In early July, the Office of Management and Budget (OMB) published a 2019 Compliance Supplement for federal single audits. This supplement includes audit objectives for colleges and universities regarding compliance with the Gramm-Leach-Bliley Act (GLBA) and the Federal Trade Commission (FTC) Safeguards Rule. The 2019 Compliance Supplement is effective for audits of fiscal years beginning after June 30, 2018 and also supersedes the 2017 and 2018 Compliance Supplements.
The new audit objectives should not be new news, as the U.S. Department of Education (DoE) Office of Federal Student Aid (FSA) stated in “Dear Colleague Letters” from 2015 and 2016 that it would “require the examination of evidence of GLBA compliance as part of institutions’ annual student aid compliance audit.” In fact, the DoE incorporated a Safeguards Rule compliance requirement in the Title IV Program Participation Agreement (PPA) in 2015 and all institutions that currently access federal student aid programs have already agreed to the language within the PPA.

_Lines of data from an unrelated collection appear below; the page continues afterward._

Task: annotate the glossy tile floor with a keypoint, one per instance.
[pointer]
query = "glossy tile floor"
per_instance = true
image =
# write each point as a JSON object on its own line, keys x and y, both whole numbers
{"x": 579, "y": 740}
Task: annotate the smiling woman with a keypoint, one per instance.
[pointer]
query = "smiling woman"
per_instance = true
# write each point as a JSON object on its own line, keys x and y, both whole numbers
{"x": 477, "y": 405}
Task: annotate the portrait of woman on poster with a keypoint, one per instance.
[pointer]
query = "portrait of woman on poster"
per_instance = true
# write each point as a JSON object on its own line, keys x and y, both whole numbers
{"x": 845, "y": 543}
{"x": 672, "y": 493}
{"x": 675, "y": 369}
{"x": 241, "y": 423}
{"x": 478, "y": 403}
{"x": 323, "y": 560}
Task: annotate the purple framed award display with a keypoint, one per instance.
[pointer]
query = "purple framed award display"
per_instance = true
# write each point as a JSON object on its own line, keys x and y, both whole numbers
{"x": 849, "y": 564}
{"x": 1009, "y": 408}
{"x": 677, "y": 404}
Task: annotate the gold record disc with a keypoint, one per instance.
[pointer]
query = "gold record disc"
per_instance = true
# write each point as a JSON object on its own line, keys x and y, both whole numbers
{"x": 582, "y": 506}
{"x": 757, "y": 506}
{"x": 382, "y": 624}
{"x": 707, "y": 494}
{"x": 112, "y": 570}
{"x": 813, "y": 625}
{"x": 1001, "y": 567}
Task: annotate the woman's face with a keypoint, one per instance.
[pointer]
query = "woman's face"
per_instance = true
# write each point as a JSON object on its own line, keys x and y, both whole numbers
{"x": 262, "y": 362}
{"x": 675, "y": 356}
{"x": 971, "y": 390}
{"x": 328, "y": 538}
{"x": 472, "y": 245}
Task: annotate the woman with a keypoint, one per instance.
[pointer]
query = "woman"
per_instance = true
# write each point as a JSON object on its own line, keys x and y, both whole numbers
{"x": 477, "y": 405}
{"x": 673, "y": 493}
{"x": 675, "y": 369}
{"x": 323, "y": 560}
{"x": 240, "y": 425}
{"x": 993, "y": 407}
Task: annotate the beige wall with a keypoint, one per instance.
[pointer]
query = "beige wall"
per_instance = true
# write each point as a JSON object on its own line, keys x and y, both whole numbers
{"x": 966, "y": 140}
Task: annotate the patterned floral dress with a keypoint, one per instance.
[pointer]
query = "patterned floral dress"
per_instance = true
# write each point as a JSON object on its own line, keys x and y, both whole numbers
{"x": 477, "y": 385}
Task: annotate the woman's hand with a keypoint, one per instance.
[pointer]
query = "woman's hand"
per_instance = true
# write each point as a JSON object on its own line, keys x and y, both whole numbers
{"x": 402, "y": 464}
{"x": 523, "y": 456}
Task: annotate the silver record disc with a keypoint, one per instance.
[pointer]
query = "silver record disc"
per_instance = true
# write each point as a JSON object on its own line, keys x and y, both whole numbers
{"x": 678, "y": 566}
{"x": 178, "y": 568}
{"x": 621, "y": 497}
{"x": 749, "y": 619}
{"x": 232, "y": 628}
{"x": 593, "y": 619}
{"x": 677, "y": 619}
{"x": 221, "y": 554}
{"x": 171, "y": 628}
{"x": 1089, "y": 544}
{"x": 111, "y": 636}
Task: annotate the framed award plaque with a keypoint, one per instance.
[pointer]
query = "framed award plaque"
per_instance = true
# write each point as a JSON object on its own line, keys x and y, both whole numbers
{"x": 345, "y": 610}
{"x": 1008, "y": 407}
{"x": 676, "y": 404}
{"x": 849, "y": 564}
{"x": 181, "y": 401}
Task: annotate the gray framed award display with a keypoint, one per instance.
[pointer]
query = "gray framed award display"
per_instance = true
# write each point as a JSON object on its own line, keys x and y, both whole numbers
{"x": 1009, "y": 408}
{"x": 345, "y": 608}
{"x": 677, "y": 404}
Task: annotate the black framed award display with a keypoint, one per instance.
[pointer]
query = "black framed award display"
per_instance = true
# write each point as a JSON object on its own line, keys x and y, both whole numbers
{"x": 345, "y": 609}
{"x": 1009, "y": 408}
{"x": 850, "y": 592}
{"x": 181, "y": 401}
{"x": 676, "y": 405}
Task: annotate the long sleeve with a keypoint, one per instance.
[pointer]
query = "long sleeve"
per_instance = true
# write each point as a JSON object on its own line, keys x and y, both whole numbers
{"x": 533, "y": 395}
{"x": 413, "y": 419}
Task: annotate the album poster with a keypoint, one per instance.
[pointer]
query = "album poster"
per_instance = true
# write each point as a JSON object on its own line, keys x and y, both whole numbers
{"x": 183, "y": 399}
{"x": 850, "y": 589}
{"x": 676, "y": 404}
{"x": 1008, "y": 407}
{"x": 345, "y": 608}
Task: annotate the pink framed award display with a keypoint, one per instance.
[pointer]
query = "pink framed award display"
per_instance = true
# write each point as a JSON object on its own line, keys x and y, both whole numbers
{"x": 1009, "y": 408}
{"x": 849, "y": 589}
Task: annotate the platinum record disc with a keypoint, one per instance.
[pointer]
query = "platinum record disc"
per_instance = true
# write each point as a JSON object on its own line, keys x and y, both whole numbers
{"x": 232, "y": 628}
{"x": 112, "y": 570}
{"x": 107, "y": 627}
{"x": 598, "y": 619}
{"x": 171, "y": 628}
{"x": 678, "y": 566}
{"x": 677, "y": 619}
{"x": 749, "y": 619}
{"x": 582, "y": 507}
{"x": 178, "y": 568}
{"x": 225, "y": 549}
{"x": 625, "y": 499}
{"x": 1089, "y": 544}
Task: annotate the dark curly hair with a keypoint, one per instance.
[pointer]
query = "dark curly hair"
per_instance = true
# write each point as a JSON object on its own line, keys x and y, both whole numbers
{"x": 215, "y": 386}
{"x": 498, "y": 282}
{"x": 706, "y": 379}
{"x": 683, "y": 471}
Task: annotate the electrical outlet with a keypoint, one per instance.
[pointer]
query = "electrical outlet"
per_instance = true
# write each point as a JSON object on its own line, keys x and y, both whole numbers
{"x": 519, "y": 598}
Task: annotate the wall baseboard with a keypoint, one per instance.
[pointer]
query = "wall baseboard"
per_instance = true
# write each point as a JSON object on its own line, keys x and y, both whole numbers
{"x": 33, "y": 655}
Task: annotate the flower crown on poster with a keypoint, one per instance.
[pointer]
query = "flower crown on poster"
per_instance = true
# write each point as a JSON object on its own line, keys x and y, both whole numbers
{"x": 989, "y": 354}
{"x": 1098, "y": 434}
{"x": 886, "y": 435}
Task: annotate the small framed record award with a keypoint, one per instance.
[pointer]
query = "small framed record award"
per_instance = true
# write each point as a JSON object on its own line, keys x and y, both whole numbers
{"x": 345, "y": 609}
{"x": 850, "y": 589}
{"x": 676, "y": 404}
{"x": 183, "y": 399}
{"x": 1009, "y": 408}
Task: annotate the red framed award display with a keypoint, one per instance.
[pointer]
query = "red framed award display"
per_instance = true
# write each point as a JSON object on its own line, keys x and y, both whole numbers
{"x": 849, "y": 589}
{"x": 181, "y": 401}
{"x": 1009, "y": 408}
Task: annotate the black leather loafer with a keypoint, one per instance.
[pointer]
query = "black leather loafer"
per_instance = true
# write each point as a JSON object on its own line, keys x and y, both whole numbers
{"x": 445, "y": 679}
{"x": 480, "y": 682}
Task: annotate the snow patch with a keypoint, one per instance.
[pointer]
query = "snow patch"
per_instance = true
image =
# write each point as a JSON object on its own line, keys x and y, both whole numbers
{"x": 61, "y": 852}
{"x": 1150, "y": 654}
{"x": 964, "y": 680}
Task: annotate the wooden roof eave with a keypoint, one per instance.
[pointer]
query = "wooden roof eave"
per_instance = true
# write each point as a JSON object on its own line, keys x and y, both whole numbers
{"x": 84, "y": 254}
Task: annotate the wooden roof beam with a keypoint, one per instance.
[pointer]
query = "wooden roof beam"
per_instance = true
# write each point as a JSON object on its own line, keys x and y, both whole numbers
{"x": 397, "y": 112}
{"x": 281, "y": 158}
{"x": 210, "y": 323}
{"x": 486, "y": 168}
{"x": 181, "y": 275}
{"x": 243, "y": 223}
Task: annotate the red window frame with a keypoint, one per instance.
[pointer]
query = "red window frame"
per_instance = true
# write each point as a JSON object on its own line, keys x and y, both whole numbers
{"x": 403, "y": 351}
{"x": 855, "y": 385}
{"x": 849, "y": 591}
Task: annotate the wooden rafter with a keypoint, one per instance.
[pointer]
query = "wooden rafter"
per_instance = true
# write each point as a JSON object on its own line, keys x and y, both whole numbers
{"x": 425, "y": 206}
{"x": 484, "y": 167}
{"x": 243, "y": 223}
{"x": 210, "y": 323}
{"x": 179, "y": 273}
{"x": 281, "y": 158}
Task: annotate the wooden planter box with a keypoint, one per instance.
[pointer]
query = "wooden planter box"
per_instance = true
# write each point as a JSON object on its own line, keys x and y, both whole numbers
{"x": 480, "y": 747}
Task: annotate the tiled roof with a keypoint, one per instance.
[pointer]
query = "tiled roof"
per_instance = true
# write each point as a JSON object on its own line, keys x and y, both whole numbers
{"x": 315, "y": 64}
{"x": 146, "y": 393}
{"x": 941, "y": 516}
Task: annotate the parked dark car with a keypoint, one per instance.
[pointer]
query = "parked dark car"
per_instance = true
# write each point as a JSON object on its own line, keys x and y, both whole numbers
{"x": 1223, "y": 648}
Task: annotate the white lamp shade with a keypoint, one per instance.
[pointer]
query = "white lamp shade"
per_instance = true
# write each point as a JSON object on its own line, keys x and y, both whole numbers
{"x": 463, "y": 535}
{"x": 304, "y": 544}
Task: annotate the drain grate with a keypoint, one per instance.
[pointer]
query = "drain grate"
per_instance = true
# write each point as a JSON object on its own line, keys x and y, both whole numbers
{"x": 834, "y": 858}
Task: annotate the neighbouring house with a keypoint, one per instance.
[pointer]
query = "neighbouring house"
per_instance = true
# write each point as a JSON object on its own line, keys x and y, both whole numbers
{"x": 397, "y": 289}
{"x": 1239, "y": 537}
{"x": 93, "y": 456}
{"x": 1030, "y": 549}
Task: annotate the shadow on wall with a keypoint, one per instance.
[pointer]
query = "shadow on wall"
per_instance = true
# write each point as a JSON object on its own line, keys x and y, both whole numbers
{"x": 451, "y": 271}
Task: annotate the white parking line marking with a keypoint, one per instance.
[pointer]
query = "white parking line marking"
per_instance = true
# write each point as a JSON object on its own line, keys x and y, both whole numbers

The new audit objectives do not appear to be a deep-dive audit into your information security programs, but instead a check to establish that your institution has designed, implemented, and maintained an adequate information security program for meeting the core elements of the Safeguards Rule. The suggested audit procedures in the 2019 Compliance Supplement include verifying that the institution has:
- Designated an individual to coordinate the information security program;
- Performed a risk assessment that addresses employee training and management, network and information systems, and incident response; and
- Documented a safeguard for each risk identified from the assessment performed above.
Unfortunately, the audit objectives do not specify or suggest the format or types of documentation an auditor will require. Given the newness of the audit objective, the first audits may be bumpy rides, as auditors and the audit community likely will not yet have come together to establish a common and well-understood approach.
Prepare for this upcoming audit by ensuring you can provide documented evidence of compliance with the suggested audit controls above. Ask your own internal audit staff to review your evidence with a healthy level of skepticism. If you haven’t already started discussions at your institutions regarding the 2019 audit objective, there is no better time than now to begin.